Os efeitos da fragilização da estrutura administrativa, são imediatos, como mostram os dados sobre o aumento do desmatamento e o avanço de atividades econômicas ilegais sobre áreas de floresta nativa, incluindo áreas especialmente protegidas, como terras indígenas e unidades de conservação. A desregulamentação de medidas proibitivas, a desmobilização de servidores e o desmonte da fiscalização consistem em frentes permanentes de fragilização dos órgãos ambientais federais. Em muitos casos, os efeitos podem se tornar irreversíveis”, dizem os procuradores.

REUNIÃO MINISTERIAL

Para o MPF, as declarações dadas por Ricardo Salles na reunião ministerial de 22 de abril “escancararam os propósitos de sua gestão e o desvio de finalidade nos atos praticados”.

Na ocasião, Salles disse que considerava a pandemia uma “oportunidade” para modificar normas e adotar atos.
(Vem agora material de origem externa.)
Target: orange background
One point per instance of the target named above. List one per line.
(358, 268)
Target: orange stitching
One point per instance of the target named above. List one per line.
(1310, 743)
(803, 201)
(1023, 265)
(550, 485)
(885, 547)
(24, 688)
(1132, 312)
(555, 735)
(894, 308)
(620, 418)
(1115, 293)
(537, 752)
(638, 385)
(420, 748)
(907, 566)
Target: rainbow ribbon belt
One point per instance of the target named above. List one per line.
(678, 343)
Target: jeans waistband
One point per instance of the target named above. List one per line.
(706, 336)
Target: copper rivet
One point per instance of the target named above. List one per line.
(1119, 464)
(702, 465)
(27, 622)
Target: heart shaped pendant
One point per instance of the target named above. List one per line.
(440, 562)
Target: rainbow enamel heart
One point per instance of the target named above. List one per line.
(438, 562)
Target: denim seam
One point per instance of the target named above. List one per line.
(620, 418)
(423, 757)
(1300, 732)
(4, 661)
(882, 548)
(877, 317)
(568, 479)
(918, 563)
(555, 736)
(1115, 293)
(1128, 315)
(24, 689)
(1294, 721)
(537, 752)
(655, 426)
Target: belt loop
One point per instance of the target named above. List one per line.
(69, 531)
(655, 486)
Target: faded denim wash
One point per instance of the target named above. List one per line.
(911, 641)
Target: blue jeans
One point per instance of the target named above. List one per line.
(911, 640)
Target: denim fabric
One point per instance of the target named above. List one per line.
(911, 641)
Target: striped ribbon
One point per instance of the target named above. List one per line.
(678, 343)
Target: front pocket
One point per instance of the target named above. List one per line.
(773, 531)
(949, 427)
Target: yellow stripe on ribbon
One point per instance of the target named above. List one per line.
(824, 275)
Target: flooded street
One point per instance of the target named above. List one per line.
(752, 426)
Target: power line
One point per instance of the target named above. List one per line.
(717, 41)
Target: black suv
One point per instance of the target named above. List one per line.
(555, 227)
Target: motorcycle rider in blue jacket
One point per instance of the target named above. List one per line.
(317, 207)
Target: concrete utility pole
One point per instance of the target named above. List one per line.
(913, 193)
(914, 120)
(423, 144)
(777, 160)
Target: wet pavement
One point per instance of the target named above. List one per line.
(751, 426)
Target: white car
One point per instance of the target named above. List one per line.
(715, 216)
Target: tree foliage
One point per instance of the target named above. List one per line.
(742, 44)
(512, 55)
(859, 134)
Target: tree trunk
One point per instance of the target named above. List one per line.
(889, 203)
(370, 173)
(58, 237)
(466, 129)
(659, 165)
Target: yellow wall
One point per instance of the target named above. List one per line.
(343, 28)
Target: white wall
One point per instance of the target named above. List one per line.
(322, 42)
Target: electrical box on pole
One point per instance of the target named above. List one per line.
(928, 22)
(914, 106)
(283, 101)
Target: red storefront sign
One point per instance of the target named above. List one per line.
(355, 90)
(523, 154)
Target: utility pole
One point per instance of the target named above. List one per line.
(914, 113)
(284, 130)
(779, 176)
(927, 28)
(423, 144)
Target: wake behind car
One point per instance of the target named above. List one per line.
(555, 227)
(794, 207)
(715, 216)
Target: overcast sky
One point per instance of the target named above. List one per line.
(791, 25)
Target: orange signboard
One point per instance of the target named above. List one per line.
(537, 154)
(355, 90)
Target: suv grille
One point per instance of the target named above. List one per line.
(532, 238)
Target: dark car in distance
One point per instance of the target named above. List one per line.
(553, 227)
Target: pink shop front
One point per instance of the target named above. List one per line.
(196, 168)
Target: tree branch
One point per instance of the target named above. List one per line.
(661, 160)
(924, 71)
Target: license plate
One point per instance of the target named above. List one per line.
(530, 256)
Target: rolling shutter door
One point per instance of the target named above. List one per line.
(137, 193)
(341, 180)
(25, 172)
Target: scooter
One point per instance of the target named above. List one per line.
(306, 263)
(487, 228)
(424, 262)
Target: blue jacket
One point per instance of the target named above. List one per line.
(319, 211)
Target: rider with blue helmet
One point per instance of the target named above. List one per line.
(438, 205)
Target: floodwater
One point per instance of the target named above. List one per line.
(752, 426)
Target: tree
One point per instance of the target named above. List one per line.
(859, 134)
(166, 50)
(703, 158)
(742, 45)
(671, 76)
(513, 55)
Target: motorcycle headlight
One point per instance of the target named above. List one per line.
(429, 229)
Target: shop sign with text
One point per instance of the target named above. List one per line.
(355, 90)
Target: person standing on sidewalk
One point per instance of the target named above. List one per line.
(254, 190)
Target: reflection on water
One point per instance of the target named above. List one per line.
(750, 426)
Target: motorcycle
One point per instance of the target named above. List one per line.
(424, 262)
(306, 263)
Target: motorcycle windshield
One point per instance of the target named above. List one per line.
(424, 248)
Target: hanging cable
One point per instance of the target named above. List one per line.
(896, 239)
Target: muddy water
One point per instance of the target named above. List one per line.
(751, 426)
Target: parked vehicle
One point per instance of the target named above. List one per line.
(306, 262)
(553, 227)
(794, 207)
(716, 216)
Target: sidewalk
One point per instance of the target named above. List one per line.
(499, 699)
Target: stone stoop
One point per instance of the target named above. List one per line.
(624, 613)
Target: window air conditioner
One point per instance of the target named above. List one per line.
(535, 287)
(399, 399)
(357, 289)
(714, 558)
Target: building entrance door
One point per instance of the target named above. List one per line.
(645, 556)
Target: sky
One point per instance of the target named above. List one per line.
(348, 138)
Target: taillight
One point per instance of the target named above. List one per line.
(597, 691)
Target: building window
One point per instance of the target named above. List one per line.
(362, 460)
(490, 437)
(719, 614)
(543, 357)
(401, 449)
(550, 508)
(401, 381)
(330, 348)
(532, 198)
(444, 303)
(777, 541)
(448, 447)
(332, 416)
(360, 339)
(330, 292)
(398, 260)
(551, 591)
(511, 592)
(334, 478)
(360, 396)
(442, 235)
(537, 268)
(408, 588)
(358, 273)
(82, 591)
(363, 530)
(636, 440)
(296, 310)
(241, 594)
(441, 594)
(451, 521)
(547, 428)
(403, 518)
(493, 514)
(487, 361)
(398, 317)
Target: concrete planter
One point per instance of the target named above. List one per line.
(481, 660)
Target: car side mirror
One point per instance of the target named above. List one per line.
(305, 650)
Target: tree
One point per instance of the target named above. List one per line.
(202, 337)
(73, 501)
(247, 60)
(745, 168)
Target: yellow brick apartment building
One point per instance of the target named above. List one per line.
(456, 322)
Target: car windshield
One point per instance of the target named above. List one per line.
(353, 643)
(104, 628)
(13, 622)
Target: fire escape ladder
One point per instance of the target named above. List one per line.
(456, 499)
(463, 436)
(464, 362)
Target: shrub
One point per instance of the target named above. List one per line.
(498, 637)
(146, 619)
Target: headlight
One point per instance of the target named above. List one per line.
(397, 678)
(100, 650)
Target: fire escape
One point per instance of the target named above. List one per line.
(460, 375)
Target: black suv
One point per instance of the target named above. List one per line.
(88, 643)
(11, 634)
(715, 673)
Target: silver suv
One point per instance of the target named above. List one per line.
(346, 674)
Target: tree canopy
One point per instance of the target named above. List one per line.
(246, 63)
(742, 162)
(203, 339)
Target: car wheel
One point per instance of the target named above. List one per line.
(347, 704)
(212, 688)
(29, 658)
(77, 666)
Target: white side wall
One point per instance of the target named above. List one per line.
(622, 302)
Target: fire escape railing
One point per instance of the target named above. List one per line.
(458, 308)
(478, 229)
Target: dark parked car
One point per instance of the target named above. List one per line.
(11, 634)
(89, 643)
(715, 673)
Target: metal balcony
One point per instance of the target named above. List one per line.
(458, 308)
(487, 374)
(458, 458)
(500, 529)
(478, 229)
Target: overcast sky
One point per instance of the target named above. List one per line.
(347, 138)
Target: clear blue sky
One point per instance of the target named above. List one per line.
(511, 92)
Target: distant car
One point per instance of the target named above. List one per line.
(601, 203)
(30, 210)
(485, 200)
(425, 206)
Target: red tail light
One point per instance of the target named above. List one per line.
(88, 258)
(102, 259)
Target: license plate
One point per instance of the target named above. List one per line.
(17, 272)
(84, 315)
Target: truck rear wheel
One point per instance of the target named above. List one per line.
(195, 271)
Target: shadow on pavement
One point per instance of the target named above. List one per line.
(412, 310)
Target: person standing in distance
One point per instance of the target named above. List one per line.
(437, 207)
Também sugeriu fazer uma “baciada” de alterações e “passar a boiada“.

As declarações apenas expõem, de forma clara, o que diversos atos já confirmavam: existe um verdadeiro encadeamento premeditado de atuar contrário à proteção ambiental, caracterizando o dolo, elemento subjetivo dos atos de improbidade. Analisando os fatos concretos, desde o início de sua gestão à frente do MMA, o ministro tem adotado inúmeras iniciativas em flagrante violação ao dever de tutela do meio ambiente, como a desconsideração de normas, critérios científicos e técnicos, em desrespeito aos princípios ambientais da precaução, da prevenção e da vedação do retrocesso”, diz o MPF.

OUTRO LADO

Em nota divulgada pela comunicação do Ministério do Meio Ambiente, Salles disse que a representação tem “evidente viés político-ideológico” e é embasada em “argumentos improcedentes“. Eis abaixo a íntegra:

A ação de um grupo de procuradores traz posições com evidente viés político-ideológico em clara tentativa de interferir em políticas públicas do Governo Federal. As alegações são um apanhado de diversos outros processos já apreciados e negados pelo Poder Judiciário, uma vez que seus argumentos são improcedentes.”